How then.......can I have different geometries for each arm if I don't wish to re-align a cartridge within its headshell depending on the arm in which its installed?
Surely......I must select a single geometry for all my arms so that the cartridges fixed to their headshells....are truly interchangeable?
128x128halcro
"...you mean that when I set up a cartridge on one arm with, say.....Baerwald geometry......it doesn't mean that it will be correct if I change to another arm with a different pivot to spindle distance and overhang?"

Yes; it will not be correct. But your tonearms are vintage Japanese types. Many or most of those were designed with Stevenson geometry in mind or with some idiosyncratic geometry unique to that tonearm (e.g., SAEC 308SX). You can use Baerwald alignment for some of them (not SAEC 308SX), if you must, but the cartridge will end up twisted with respect to the long axis of the headshell. My experiments with doing that did not sound good. But no matter what geometry you use, a given alignment of the cartridge will work in two different tonearms only if they have the exact same P2S distance, effective length, headshell offset angle.
How about using a standard alignment template, whichever one might be best for your table, similar to the user printable one that Linn has provided for the Axis specifically, and just applying it as needed?

That has always worked for me with the Linn Axis in terms of getting hard to fault sound quality, ie faultless tracking, good dynamics, quiet background, and no sibilance, which are usually 4 very good indicators that things are working well.

I have never swapped arms, but if the template could not work, that would tell me the arm is not a match to the table.

Why make these things more complicated than need be?
Dear Mapman,
Your alignment template works for your tonearm. It's specific to the Linn tonearm. I cannot imagine how to design a "standard template" that is turntable specific. The turntable does not give a rat's butt what tonearm is mounted on it, so long as the tonearm will fit on the mounting platform. I don't think off the top of my head that there is any way to escape the necessity of re-aligning each cartridge for each tonearm, unless the two tonearms have identical length parameters and headshell offset angle.

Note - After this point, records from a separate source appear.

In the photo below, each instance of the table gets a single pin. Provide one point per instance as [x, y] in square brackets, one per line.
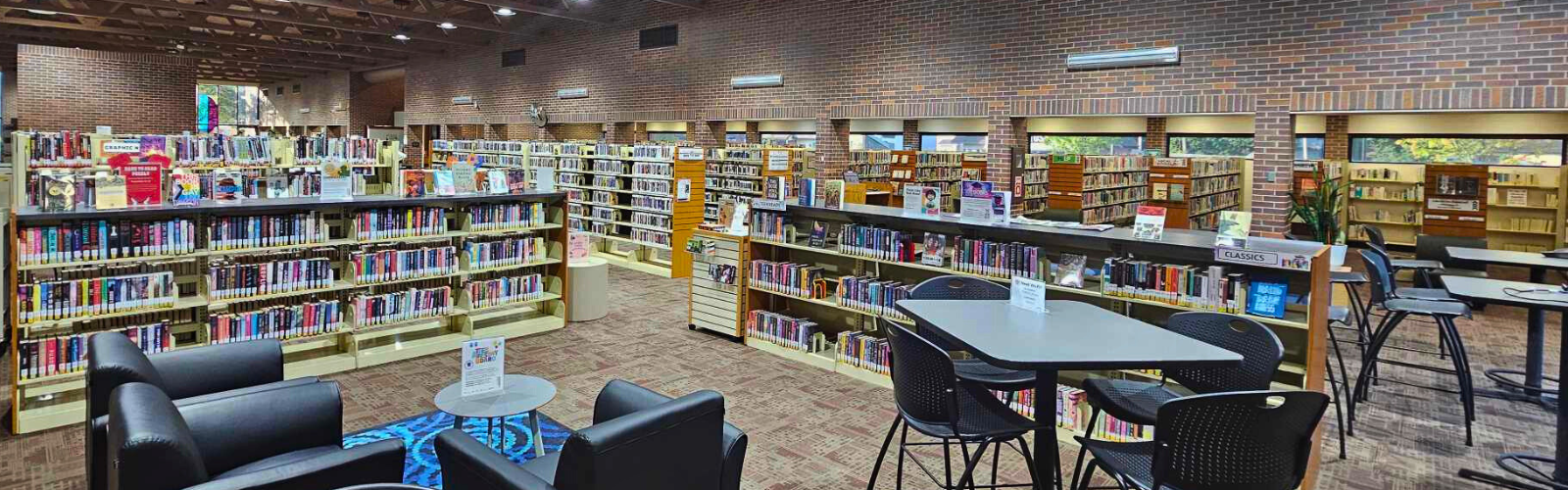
[1554, 299]
[517, 395]
[1070, 336]
[1536, 333]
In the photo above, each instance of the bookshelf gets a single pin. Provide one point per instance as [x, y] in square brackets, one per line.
[1388, 197]
[841, 255]
[1523, 208]
[198, 258]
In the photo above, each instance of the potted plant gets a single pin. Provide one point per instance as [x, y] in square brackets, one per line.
[1317, 203]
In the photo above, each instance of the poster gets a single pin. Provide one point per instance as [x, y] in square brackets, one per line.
[483, 367]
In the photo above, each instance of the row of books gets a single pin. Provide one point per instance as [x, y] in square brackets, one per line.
[380, 266]
[504, 252]
[70, 354]
[227, 280]
[402, 305]
[68, 299]
[276, 322]
[506, 291]
[104, 239]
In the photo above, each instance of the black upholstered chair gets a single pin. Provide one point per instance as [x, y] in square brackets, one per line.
[639, 440]
[1442, 315]
[187, 375]
[1139, 403]
[935, 403]
[1254, 440]
[281, 438]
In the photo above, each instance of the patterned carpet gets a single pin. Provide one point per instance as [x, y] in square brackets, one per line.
[817, 430]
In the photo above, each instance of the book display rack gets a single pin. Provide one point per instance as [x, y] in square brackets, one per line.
[835, 270]
[342, 283]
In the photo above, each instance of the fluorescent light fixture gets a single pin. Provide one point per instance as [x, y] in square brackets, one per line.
[757, 82]
[1123, 59]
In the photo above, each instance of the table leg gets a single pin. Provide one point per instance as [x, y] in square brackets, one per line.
[538, 438]
[1047, 453]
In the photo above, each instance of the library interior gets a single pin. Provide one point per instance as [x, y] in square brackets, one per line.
[592, 244]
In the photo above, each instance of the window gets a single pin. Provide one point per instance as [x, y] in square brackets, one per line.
[659, 36]
[953, 142]
[1458, 150]
[802, 140]
[1087, 145]
[516, 57]
[875, 140]
[1211, 146]
[1309, 146]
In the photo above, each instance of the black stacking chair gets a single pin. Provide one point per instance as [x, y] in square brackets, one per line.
[1254, 440]
[1442, 313]
[935, 403]
[971, 369]
[1139, 403]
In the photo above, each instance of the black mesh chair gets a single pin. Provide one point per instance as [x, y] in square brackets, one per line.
[1139, 403]
[1442, 315]
[935, 403]
[977, 371]
[1254, 440]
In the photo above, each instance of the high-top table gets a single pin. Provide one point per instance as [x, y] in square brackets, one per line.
[1539, 299]
[1536, 333]
[1070, 336]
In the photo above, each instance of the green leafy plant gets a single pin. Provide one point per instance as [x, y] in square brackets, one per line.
[1319, 206]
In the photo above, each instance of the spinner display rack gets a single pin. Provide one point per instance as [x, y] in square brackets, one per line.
[530, 300]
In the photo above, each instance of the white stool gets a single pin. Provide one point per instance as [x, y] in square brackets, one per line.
[588, 297]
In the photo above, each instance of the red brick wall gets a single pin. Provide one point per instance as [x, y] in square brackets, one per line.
[73, 88]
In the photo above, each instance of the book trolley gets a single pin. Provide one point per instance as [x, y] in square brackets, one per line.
[820, 276]
[342, 283]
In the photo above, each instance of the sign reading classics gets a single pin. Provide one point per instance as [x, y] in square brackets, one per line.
[483, 367]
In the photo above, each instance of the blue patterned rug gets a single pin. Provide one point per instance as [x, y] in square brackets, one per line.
[419, 440]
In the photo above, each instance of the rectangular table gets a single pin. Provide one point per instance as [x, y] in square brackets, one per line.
[1536, 331]
[1070, 336]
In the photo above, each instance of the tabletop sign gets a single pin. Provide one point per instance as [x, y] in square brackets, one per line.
[1029, 294]
[483, 367]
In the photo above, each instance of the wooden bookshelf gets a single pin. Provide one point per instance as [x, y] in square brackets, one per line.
[54, 401]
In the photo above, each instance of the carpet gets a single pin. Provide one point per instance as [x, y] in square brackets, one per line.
[417, 434]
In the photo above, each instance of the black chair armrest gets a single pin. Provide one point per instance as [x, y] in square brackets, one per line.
[469, 466]
[380, 462]
[220, 368]
[242, 429]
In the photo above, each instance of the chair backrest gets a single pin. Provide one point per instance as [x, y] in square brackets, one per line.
[1258, 346]
[958, 288]
[1246, 440]
[663, 443]
[924, 383]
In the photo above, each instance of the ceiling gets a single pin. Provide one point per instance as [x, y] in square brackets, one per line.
[261, 41]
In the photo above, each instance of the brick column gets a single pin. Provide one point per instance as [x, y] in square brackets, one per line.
[1274, 153]
[1337, 137]
[1154, 135]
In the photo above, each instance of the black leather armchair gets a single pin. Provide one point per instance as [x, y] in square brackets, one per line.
[185, 375]
[639, 440]
[281, 438]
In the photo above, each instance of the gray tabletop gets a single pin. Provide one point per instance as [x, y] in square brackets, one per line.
[1494, 291]
[1073, 335]
[519, 395]
[1505, 258]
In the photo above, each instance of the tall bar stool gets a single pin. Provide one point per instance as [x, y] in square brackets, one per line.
[1443, 315]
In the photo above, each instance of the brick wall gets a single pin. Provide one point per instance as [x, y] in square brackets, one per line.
[74, 88]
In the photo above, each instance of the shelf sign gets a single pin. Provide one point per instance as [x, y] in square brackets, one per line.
[1454, 205]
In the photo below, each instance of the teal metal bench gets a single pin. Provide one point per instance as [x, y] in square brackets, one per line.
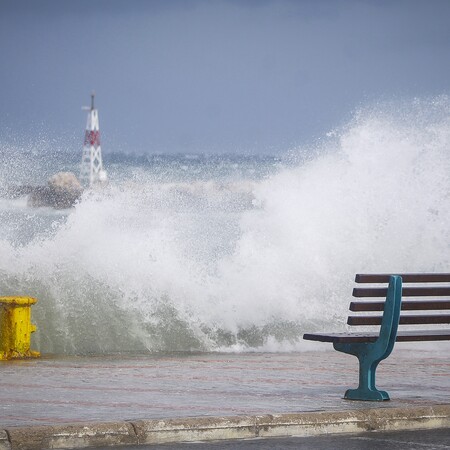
[372, 347]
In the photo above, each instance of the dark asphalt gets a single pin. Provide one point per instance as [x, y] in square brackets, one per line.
[437, 439]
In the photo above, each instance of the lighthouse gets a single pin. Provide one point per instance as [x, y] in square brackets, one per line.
[92, 172]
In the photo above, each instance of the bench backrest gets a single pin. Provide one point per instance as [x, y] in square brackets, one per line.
[430, 303]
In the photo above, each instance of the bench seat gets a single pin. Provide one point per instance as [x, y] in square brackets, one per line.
[427, 303]
[402, 336]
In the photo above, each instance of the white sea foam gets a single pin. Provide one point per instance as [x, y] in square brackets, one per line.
[242, 264]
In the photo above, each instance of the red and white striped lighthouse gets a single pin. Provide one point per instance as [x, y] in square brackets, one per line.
[91, 162]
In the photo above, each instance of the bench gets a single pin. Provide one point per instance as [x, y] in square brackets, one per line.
[429, 307]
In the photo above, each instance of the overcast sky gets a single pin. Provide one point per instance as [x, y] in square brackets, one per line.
[212, 75]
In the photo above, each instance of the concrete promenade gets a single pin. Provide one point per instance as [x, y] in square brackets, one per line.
[75, 402]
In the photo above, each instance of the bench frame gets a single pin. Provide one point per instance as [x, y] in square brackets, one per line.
[371, 348]
[370, 354]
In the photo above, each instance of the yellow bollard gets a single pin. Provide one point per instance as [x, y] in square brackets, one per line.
[16, 327]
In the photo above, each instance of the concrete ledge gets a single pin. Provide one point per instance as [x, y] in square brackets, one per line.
[72, 436]
[216, 428]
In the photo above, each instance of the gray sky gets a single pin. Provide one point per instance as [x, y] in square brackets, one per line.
[212, 76]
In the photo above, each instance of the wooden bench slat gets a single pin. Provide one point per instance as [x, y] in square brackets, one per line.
[406, 292]
[402, 336]
[406, 278]
[404, 320]
[408, 305]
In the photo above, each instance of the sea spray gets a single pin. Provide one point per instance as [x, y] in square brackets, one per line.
[241, 262]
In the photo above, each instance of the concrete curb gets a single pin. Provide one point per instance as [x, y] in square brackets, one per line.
[216, 428]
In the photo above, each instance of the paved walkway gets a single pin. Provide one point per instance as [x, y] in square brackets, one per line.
[54, 390]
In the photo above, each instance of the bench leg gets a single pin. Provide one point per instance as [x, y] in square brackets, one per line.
[366, 389]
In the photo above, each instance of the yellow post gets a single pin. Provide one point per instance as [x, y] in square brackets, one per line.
[16, 327]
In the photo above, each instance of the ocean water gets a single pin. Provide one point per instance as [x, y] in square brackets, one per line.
[228, 253]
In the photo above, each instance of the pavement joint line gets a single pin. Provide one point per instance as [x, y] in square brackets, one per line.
[208, 428]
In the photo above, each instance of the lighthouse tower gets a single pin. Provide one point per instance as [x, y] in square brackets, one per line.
[92, 172]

But, Halcro, I just remembered that you do use outboard arm pods that can be moved around freely wrt your TT101. This gives you more degrees of freedom wrt P2S distance, but won't completely obviate the need for tonearm-specific alignment.
Dear Henry, You need, it seems, to start a new. I hope that
you own no more then 400 Lp's so you can rearange them according to the distance of the outer groove to the spindle. Assuming 3 geometries you will have then 3 kinds
of LP's collections which is 3x more then we, the other, have because we own just one collection. Then you should mark all your tonearms according to the new ranking or geometry while the same should be done with the carts/headshell combos. This way you will have 3 kinds of every kind while thanks to the markings no confusion
will ever (more) occur.

Regards,
Dear Nikola,
Que??.........
Lew.......you're right about my ability to 'massage' the spindle to pivot distances for all my arms.
I'm thinking......and I may be wrong (need to check the Vinyl Engine formula)....... Whether I can adjust the P to S dimension of all the arms to have a uniform 'overhang' dimension?
Will that allow for a 'common' interchangeability?